Além disso, estão de volta as salas de pânico, onde podem descansar, gravar o jogo e guardar os itens a mais do inventário na conhecida caixa. Fazer uma boa gestão do inventário é fulcral neste jogo e é frequente que andem para trás e para a frente a recolher ou depositar itens que não vão precisar.

O melhor de dois mundos

Resident Evil 7 apresenta o melhor de dois mundos, o terror de jogos como Outlast e a possibilidade de se defenderem dos inimigos que vos perseguem.

RE7 puzzle

Mas enganem-se se acham que o facto de poderem disparar contra os inimigos diminui a sensação de horror. Pelo contrário, cada bala que falham aumenta a tensão, especialmente se tiverem já poucos recursos convosco. Caso isso aconteça, têm sempre a hipótese de fugir para uma sala de pânico ou bloquear caminhos aos inimigos com portas.

O gameplay em si está muito bem conseguido. As armas sentem-se a cada disparo, com uma sensação de peso realista e os movimentos de Ethan são lentos, o que torna mais tensas as fugas. Desde o Doom de 2016 que não usava uma shotgun que desse tanta satisfação, como a de Resident Evil 7.

Duração de jogo dinâmica

A duração da campanha é algo bastante relativo em Resident Evil 7. Se por um lado é possível terminar a campanha em 5 horas no modo fácil, essa duração pode disparar para as 10 horas se tentarem desbloquear todos os colecionáveis do jogo.

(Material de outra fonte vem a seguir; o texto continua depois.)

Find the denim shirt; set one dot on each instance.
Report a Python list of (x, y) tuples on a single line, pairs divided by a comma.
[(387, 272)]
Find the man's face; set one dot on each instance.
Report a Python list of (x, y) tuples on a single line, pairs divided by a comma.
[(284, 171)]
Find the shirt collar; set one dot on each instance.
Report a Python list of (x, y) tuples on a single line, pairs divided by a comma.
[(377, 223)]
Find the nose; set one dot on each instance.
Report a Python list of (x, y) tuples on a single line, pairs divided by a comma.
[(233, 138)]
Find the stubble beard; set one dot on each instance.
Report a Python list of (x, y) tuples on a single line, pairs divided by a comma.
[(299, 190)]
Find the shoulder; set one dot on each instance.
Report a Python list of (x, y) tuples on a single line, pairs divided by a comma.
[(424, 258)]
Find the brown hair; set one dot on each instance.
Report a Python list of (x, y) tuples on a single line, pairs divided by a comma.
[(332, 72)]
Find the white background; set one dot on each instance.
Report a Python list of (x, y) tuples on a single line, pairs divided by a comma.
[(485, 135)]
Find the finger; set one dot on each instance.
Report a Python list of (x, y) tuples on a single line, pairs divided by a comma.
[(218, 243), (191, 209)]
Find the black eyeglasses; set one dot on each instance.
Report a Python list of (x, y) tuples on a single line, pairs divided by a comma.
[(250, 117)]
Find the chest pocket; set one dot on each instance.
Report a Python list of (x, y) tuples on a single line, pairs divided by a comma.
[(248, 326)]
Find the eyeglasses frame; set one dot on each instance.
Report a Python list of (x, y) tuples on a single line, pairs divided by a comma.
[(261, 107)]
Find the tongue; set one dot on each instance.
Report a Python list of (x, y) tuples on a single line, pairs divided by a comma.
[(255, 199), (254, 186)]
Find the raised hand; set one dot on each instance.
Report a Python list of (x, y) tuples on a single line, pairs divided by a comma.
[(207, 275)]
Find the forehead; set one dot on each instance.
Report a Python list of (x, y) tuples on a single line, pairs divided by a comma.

Além disso, ainda existem zonas secretas e puzzles escondidos que podem encontrar, sendo que nenhum item é deixado ao acaso na mansão dos Baker.

Se jogarem em modo normal, o aumento de dificuldade pode acrescentar até 3 ou 4 horas à duração da campanha. Ao terminarem a campanha, desbloqueiam o modo Madhouse cuja dificuldade é, literalmente, de loucos.

Neste quesito, Resident Evil 7 lembra bastante o famoso jogo Gone Home. É um jogo que podem terminar muito rapidamente, mas se quiserem descobrir todos os segredos e vasculhar todos os cantos à casa, vão demorar muito mais tempo.

Resident Evil 7 molded

Gráficos, performance e áudio

O novo motor gráfico de Resident Evil 7 é um mimo para os olhos. Assente no novo RE Engine, o motor faz uso da técnica de fotogrametria para criar cenários extremamente detalhados. Além disso possui efeitos de luz muito bem conseguidos, que aliados ao áudio e banda sonora, levam a uma atmosfera simplesmente perfeita, que há muito não víamos num Resident Evil.

Como cereja no topo do bolo, a sua performance é extremamente estável. O jogo correu com tudo ao máximo no nosso PC com uma GTX 1060, 8GB de RAM e um i7 3770K, sempre a 60 FPS com praticamente nenhum soluço ao longo de toda a campanha.

Conclusões

Resident Evil 7 é um regresso àquilo que a série devia ter sido desde sempre, um Survival Horror. A Capcom fez uma aposta que podemos dizer, foi ganha e esperemos que a ligação feita no final do jogo aos títulos anteriores, seja indicativo que vem aí mais e melhor. Não reinventa a roda, mas o que faz, faz de forma exímia e extremamente bem conseguida.